2. The method for aligning pairwise protein interaction networks based on partition integration strategy according to claim 1, wherein in step 2, the similarity score is calculated as follows:

3. The method for aligning pairwise protein interaction networks based on partition and integration strategy according to claim 1, wherein in step 2, the module division step is as follows:

4. The method for aligning paired protein interaction networks based on the partition integration strategy of claim 1, wherein the step 3 comprises the following steps:

equation (3) is limited to equation (4):

the module similarity calculation formula is as follows:

S(m1,m2)＝HS(m1,m2)+BLAST(c1,c2) (5)

5. The method for aligning paired protein interaction networks based on the partition integration strategy of claim 1, wherein the step 4 comprises the following steps: for each pair of matched modules obtained in the module comparison stage, firstly calculating a similarity matrix of nodes in the modules, and then comparing the nodes in the two modules; the more specific process is as follows:

wherein c is_uThe characteristic vector centrality of the finger point u;

6. The method for aligning pairwise protein interaction networks based on partition integration strategy according to claim 5, wherein the step of performing intra-module alignment according to formula (6) is as follows: (1) first, module centers c1, c2 of modules m1, m2 are aligned up; (2) obtaining neighbors of c1, c2, Deg (c1), Deg (c2), respectively; (3) extracting submatrices of which the row names and the column names are Deg (c1) and Deg (c2) from the F, and comparing nodes Deg (c1) and Deg (c2) by using a Hungarian algorithm; (4) removing the expanded nodes (c1, c2), and repeating the steps (2) and (3) for the remaining aligned node pairs.

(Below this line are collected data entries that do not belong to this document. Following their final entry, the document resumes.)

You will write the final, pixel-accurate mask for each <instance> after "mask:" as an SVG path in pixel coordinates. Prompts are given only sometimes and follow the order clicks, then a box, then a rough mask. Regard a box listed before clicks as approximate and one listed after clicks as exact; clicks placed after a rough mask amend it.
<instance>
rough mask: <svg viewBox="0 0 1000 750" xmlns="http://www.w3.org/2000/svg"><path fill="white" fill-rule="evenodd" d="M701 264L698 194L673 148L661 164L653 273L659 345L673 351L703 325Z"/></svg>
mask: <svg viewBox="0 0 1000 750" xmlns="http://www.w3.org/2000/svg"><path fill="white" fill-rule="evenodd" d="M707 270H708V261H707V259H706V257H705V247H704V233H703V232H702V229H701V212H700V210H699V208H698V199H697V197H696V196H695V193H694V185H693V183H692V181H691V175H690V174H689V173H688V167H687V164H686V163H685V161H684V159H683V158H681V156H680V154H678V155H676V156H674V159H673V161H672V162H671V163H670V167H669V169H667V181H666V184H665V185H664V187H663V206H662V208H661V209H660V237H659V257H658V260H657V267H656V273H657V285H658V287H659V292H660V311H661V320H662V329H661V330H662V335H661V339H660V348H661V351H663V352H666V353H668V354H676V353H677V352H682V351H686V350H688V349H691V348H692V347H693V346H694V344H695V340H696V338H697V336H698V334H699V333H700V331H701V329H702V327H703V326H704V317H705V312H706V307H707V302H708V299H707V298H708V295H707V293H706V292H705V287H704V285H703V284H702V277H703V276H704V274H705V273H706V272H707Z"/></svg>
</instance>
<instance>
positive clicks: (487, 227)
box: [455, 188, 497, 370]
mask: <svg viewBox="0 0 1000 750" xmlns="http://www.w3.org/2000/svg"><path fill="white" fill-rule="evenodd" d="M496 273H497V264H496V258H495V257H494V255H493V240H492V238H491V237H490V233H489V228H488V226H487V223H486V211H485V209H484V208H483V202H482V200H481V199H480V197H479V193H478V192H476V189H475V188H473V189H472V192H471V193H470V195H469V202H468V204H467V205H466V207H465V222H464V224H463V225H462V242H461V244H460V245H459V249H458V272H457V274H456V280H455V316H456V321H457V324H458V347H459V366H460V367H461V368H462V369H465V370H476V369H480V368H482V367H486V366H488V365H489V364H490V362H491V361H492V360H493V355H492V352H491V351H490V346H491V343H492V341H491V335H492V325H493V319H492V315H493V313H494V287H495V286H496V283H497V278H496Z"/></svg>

7. The method for aligning paired protein interaction networks based on the partition integration strategy of claim 1, wherein the step 5 comprises the following steps: abstracting the candidate set into a hypergraph, wherein nodes in a source network are source nodes of the hypergraph, nodes in a target network are target nodes of the hypergraph, and each sub-comparison corresponds to one hyper-arc of the hypergraph; and extracting the hypergraph into a bipartite graph only containing one-to-one comparison relationship by using a weighted bipartite hypergraph matching algorithm, and obtaining the final node matching relationship.

8. A computer device comprising a memory, a processor and a computer program stored on the memory and executable on the processor, characterized in that the steps of the method of any of claims 1 to 7 are implemented when the program is executed by the processor.

9. A computer-readable storage medium, on which a computer program is stored which, when being executed by a processor, carries out the steps of the method according to any one of claims 1 to 7.

10. A processor, characterized in that the processor is configured to run a program, wherein the program when running performs the method of any of claims 1 to 7.